Access to site problematic for owners and TxDOT
By LESLEE BASSMAN, Four Points News
Nancy Bui, managing partner of New Corridor Development LLC, said she was excited to bring a grand 115,000-square-foot shopping center to the Four Points area when the group—that specializes in developing small shopping centers — purchased about 28 acres off RM 620 near the intersection of RM 2222 in 2005. After waiting out the downturn in the local economy and picking up the project anew in 2011, city of Austin approved site plans for High Pointe Village, including two buildings of 25,000-square-foot each; three pad sites totaling 14,500-square-feet; and a 44,000-square-foot building that attracted a lease from a Georgia-based high-end movie theater company.
However, those plans are on hold following discussions between New Corridor and Texas Department of Transportation regarding the proposed bypass or connector road from RM 620 to RM 2222 that Bui said will involve taking right of way off New Corridor’s parcel; decrease the building space; and offer only one unsignalized entrance to the development from an already congested RM 620. In addition, the bypass will divide her property.

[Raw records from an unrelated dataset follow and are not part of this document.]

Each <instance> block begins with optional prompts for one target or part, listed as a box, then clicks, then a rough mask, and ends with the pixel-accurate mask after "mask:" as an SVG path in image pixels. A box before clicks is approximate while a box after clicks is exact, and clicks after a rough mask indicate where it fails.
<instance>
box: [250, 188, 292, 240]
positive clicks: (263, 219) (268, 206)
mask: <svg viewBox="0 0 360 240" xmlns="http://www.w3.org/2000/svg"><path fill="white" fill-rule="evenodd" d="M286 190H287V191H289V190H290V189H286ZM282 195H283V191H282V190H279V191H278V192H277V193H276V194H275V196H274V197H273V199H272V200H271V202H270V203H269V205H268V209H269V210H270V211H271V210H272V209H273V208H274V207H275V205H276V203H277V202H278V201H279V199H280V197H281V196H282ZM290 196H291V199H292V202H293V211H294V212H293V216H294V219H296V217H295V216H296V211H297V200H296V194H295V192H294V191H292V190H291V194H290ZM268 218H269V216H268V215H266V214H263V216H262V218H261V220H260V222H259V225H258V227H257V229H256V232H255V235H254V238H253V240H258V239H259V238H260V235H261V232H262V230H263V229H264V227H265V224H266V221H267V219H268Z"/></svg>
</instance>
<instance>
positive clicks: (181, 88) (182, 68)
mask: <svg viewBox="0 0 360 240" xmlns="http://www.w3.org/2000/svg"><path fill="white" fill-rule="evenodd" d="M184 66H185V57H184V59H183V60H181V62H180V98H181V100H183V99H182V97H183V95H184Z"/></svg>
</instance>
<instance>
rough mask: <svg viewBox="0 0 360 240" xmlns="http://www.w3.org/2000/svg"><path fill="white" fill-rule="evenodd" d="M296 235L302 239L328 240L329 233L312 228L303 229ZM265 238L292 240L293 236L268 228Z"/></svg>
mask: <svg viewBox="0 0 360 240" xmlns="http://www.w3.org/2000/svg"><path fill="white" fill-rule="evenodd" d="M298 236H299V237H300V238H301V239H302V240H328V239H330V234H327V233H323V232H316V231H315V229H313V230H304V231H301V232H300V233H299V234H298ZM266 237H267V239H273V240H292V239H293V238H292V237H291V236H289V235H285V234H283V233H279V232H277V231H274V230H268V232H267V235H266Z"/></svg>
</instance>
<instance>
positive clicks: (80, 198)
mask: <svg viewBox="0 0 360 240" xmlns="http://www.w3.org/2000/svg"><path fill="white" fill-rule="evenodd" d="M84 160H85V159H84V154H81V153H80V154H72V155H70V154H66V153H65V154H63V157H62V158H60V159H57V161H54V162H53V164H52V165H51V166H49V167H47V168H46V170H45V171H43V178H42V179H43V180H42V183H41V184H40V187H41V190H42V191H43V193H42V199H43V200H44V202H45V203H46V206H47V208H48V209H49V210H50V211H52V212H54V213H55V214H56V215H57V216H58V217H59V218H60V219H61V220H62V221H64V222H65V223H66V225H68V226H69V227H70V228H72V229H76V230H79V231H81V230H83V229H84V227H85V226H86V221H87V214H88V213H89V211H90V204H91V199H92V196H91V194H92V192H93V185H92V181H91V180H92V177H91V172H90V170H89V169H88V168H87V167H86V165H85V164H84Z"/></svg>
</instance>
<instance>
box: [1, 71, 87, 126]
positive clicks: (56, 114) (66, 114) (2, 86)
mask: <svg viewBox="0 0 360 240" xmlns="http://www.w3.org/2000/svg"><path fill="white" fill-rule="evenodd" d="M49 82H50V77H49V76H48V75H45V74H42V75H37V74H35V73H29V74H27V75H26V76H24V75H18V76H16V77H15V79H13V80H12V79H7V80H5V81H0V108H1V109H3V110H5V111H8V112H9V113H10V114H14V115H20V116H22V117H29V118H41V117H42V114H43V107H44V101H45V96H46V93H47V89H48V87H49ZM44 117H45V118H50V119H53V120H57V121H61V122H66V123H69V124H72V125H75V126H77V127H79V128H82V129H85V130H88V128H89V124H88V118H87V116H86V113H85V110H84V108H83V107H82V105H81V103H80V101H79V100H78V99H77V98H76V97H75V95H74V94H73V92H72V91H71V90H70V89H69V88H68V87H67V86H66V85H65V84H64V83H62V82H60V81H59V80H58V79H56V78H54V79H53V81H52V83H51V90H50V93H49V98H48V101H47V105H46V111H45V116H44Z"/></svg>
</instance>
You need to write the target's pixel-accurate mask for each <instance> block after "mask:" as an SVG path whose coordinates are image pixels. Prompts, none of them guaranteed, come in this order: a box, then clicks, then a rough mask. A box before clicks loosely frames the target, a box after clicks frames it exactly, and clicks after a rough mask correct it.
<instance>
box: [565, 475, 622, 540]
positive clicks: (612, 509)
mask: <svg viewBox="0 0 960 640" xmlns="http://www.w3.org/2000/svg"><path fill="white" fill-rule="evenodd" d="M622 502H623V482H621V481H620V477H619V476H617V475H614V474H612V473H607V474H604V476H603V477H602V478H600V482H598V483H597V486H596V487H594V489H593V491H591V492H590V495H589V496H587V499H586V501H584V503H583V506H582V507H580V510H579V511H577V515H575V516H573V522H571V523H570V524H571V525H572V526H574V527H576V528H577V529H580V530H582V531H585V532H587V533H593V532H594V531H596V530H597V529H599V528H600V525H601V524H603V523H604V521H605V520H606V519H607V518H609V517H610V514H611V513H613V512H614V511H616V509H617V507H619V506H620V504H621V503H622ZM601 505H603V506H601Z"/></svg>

“The (connector) road will substantially reduce the amount of land we have left to build on,” Bui said. “In addition, without access to our project from the [connector] road, the value of our property would be further reduced by approximately 80 percent.”
Access to commercial center
BOE Consulting president Bobak Tehrany said originally, before the connector road was proposed, there were two entrances to the commercial site plans and both were off of RM 620 and both received approval from the city of Austin. BOE was hired by New Corridor to assist with the company’s access to the new development site.
Tehrany said, at the time, the commercial center’s primary entrance was to be located at the intersection of the now-proposed connector road and RM 620. This primary entrance was to be signalized, he said. There was also a secondary right-in, right-out driveway a short distance from the primary along RM 620.
“That’s what was originally permitted through TxDOT and the city of Austin for this development way back when,” Tehrany said. “(Bui)’s company posted financial surety to the city of Austin for a signal at the intersection that they were anticipating to be their primary point of access. Since then, TxDOT has come in and proposed this (connector road).”
Bui said New Corridor posted a letter of credit in the amount of $250,000 for the original traffic signal.
Now, with the connector road proposal, vehicles heading north on RM 620 would encounter the shopping center’s sole driveway which is slated to be “full-purpose,” meaning vehicles could turn left into and out of the driveway as well as right in and right out, Tehrany said.
“Every property is legally allowed to have access to a roadway,” he said. “At this point in time, it seems that the only access this property will have to a public roadway is off of (RM) 620.”
Diann Hodges, TxDOT Austin district public information officer, confirmed all the plans for the connector road show no access from New Corridor’s tract to the proposed connector road.
“TxDOT has met with the property owner to explain the state’s project and how it affects the abutting property,” Hodges said in an email. “The property owner will need to decide what is the best use of their property after the acquisition (of right of way).”
Tehrany said TxDOT’s decision to leave only one unsignalized entrance to the project off a congested RM 620 may stem from the agency’s push to preserve the connector road as a “fluid” thoroughfare.
“Based on my understanding of our preliminary conversations with TxDOT, it is that they did not want to jeopardize the goals they had so people would not have to stop along this bypass,” Tehrany said. “Introducing a driveway onto the bypass would potentially cause people to slow down when someone was turning right or even left.”
Compensation for right of way
Citing her site engineer’s calculations, Bui said although the right of way proposal uses 5.4 acres for the road itself, the plan bisects the tract leaving a 4-5 acre portion at the site’s southern end that “becomes useless.”
Additionally Bui said she has not received any offer of compensation from TxDOT for the New Corridor property that will be needed to construct the proposed connector roadway.
TxDOT is required to pay the landowner the market value of the real property and its improvements that the agency takes for public projects, “as well as any damages to the remainder property that result from the acquisition,” Hodges said.
However, she said no dollar amount has been approved at this time in New Corridor’s case.
Resolving the issue of access
Tehrany said he is involved in ongoing conversations with TxDOT about how to resolve the issue of access to New Corridor’s project if the agency moves forward with the connector route.
“We are still negotiating with TxDOT,” he said. “So we don’t know, at the end of the day, we may or may not be successful convincing TxDOT that we should have access off this bypass and we (may) come up with a creative solution to achieve their goals and our goals.”
Bui said New Corridor — that also owns Spicewood Springs Plaza in Austin, K2 Plaza in Round Rock and Shops at Riata in Cypress — anticipates High Pointe Village to be its largest center to date.